February 23, 2026
Why We Need More People Talking About Emotional Intelligence
I've walked into a room seconds before a fire show more times than I can count. The room feels whatever I'm carrying. That's the whole subject.
I've walked into a room seconds before a fire show more times than I can count. Marine Corps first, then twenty-eight years of performing after that. The room feels whatever I'm carrying. If I walk out rattled, the crowd gets rattled. If I walk out steady, the room settles with me.
That's what emotional intelligence actually is: not a personality trait, but a skill you can watch in real time, in how someone carries a room under pressure. A stage manager who stays calm when the timeline slips. A leader who asks one clarifying question instead of raising their voice over a bad number. Someone who says "I'm frustrated, give me a minute" instead of letting it leak into the room. A host who feels the energy going flat and adjusts the pace before anyone else notices. None of that is innate. It's built the same way any skill gets built: notice it, name it, repeat it under real pressure until it holds.

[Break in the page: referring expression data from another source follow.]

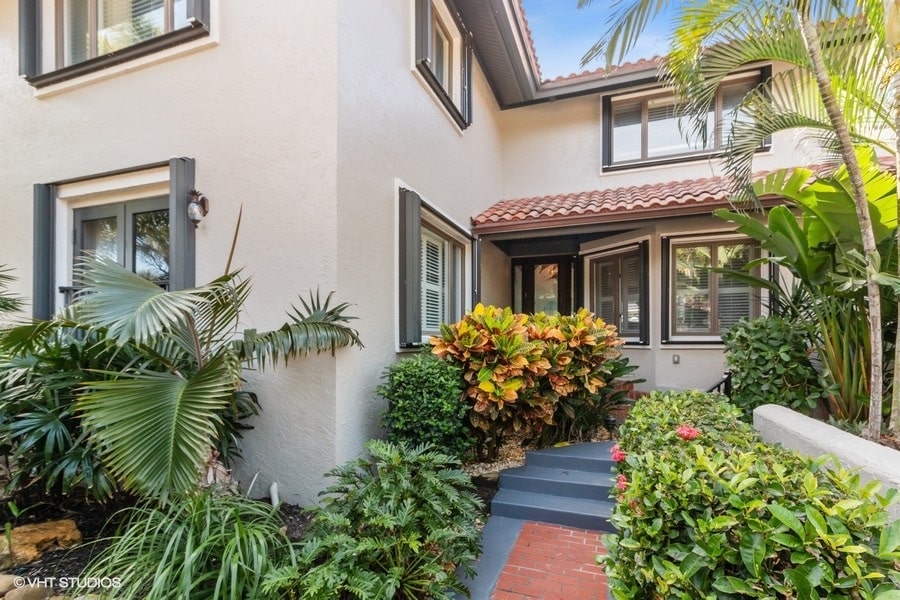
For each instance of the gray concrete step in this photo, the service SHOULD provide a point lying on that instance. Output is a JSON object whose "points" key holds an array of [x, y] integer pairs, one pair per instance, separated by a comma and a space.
{"points": [[558, 510], [560, 482], [592, 457]]}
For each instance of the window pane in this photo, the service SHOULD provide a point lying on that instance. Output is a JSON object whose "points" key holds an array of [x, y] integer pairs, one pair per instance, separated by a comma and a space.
{"points": [[664, 136], [434, 282], [604, 274], [100, 236], [626, 142], [692, 289], [631, 295], [76, 32], [735, 298], [180, 9], [732, 95], [123, 23], [151, 245], [546, 288], [440, 55]]}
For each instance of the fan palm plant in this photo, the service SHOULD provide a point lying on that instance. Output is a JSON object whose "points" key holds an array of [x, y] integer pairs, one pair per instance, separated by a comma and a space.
{"points": [[832, 88], [170, 388]]}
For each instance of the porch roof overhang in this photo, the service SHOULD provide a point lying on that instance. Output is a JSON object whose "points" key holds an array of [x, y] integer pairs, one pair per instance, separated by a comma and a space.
{"points": [[625, 204]]}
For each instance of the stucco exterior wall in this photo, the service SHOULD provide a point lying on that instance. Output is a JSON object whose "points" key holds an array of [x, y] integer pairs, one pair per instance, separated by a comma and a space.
{"points": [[393, 132], [258, 113]]}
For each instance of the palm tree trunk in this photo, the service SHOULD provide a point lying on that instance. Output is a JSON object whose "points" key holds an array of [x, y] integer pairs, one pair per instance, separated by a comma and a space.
{"points": [[873, 292], [892, 38]]}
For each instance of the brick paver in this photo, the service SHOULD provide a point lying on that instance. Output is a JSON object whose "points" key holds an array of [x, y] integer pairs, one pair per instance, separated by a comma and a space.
{"points": [[551, 562]]}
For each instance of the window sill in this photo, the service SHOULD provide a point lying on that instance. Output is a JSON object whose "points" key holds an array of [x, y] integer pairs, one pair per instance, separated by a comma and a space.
{"points": [[151, 52], [669, 160]]}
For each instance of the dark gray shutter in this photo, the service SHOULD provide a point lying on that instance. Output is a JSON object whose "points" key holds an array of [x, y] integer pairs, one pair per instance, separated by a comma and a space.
{"points": [[644, 250], [181, 230], [410, 269], [29, 37], [43, 295], [666, 269]]}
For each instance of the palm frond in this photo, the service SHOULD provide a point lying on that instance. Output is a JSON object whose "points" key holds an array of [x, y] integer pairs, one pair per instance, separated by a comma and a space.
{"points": [[128, 306], [155, 428], [317, 326]]}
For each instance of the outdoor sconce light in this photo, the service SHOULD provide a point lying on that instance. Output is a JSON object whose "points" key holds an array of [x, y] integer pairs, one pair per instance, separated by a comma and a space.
{"points": [[198, 206]]}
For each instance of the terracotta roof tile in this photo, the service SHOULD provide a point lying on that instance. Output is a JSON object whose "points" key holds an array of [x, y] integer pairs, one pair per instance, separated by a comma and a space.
{"points": [[625, 203]]}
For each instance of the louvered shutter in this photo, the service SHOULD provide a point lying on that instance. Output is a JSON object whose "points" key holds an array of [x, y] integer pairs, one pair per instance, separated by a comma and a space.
{"points": [[434, 282]]}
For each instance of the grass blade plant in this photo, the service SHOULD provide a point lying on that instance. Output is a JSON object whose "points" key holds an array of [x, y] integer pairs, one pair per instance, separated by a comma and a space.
{"points": [[208, 546]]}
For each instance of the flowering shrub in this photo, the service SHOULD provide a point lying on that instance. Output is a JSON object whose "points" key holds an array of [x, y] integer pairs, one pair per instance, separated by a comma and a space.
{"points": [[526, 372], [687, 433], [727, 516]]}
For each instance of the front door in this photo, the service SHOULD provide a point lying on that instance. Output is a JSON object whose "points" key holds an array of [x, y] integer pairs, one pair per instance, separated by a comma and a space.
{"points": [[544, 284]]}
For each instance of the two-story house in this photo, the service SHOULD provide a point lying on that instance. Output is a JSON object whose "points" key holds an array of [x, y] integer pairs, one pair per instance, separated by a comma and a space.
{"points": [[404, 153]]}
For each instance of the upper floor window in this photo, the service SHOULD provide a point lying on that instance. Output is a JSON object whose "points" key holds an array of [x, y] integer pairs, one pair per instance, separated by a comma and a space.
{"points": [[63, 39], [703, 302], [646, 128], [444, 57]]}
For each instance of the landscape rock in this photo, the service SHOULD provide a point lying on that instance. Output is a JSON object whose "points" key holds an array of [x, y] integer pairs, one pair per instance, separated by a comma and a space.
{"points": [[29, 541]]}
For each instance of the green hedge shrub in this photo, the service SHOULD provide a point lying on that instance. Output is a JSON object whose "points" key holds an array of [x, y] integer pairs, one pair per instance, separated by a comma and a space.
{"points": [[769, 362], [706, 510], [523, 371], [426, 404], [397, 526]]}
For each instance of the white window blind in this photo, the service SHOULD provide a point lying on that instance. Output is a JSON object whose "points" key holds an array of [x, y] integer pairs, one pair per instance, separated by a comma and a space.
{"points": [[435, 294]]}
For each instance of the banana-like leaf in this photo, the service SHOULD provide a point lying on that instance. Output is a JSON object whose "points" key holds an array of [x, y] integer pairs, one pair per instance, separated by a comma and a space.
{"points": [[155, 428]]}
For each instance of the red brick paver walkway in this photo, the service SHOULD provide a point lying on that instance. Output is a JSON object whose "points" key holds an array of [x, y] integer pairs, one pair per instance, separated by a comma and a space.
{"points": [[551, 562]]}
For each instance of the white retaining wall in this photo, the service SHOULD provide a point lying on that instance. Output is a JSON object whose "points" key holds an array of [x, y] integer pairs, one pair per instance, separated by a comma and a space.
{"points": [[777, 424]]}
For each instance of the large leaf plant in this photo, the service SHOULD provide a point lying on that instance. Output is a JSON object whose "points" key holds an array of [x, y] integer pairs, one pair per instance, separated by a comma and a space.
{"points": [[163, 385]]}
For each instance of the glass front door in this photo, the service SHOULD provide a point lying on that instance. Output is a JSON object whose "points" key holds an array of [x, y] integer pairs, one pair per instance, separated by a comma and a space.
{"points": [[545, 284]]}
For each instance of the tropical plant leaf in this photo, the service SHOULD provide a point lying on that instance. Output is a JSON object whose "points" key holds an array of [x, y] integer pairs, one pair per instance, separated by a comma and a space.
{"points": [[156, 428]]}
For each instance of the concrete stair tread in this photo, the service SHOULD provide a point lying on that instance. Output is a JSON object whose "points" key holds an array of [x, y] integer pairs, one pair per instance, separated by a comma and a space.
{"points": [[565, 475], [594, 456], [573, 512]]}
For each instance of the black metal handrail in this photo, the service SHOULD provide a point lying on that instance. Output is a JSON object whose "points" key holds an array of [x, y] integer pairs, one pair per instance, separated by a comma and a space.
{"points": [[723, 386]]}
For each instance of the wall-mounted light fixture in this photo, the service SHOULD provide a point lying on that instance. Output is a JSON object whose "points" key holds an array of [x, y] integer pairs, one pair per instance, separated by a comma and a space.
{"points": [[198, 207]]}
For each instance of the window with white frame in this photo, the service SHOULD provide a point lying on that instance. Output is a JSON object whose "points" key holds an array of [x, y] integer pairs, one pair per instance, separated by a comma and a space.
{"points": [[704, 300], [646, 127], [618, 288], [137, 217], [432, 271], [444, 57], [62, 39]]}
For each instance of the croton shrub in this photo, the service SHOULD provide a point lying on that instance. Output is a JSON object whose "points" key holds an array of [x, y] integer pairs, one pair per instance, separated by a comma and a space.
{"points": [[706, 510], [523, 371]]}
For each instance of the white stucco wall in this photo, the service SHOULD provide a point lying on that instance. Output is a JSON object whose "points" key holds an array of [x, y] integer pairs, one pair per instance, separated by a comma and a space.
{"points": [[555, 148], [258, 112], [392, 131]]}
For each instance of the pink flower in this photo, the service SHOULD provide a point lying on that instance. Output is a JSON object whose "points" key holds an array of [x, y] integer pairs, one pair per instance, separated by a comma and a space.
{"points": [[686, 432]]}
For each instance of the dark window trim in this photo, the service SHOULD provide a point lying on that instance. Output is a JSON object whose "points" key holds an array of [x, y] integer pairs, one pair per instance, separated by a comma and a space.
{"points": [[462, 115], [30, 45], [764, 73], [642, 249], [411, 223], [181, 232], [713, 238]]}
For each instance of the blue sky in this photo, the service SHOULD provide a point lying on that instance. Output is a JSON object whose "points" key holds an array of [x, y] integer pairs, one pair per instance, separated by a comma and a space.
{"points": [[562, 34]]}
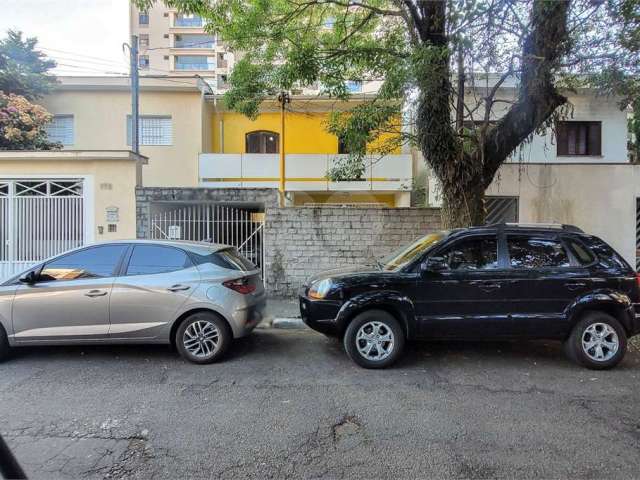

A live event has no edit button. Whatever's happening in the room happens in front of everyone, in real time, and it either gets handled or it doesn't. That's true of a keynote, a board dinner, a wedding, a fire show. The person running it sets the emotional temperature of the night whether they mean to or not, and the guests can always tell.
Six years in the Marine Corps taught me the basics of staying level when things go sideways. Twenty-eight years of performing, mostly fire, taught me the rest. You cannot walk out in front of a crowd holding fire while you're panicking. The performance forces the regulation. There's no faking calm that close to an open flame.
A run of show is a timeline on paper. What actually happens in the room depends on whether the people running it can hold their own state while forty things move at once. A vendor is late. The sound cuts out mid-toast. That's not rare, it's Tuesday. The difference between a night that recovers and a night that spirals is almost never the problem itself. It's whether the person closest to it stayed regulated long enough to make one clear decision and move on.
Building this is a small, repeatable practice, not a personality upgrade. Name what you're feeling before you respond to anything, even silently. Take one full breath before you speak in a tense moment. Ask a clarifying question before you assume the worst. Say what you're feeling out loud when it's appropriate instead of making your team guess. Debrief the hard moments afterward instead of hoping they don't happen again. None of it is complicated. All of it feels awkward the first fifty times.
Most people I know are working on this quietly, therapy, reading, trial and error. Almost nobody says it out loud, especially leaders. That's backwards. When the people running rooms, a company or an event, talk plainly about staying regulated under pressure, everyone around them gets permission to do the same. I keep talking about it because I've watched what happens to a room, a team, an event, when the person at the front of it can't hold steady. It shows every time.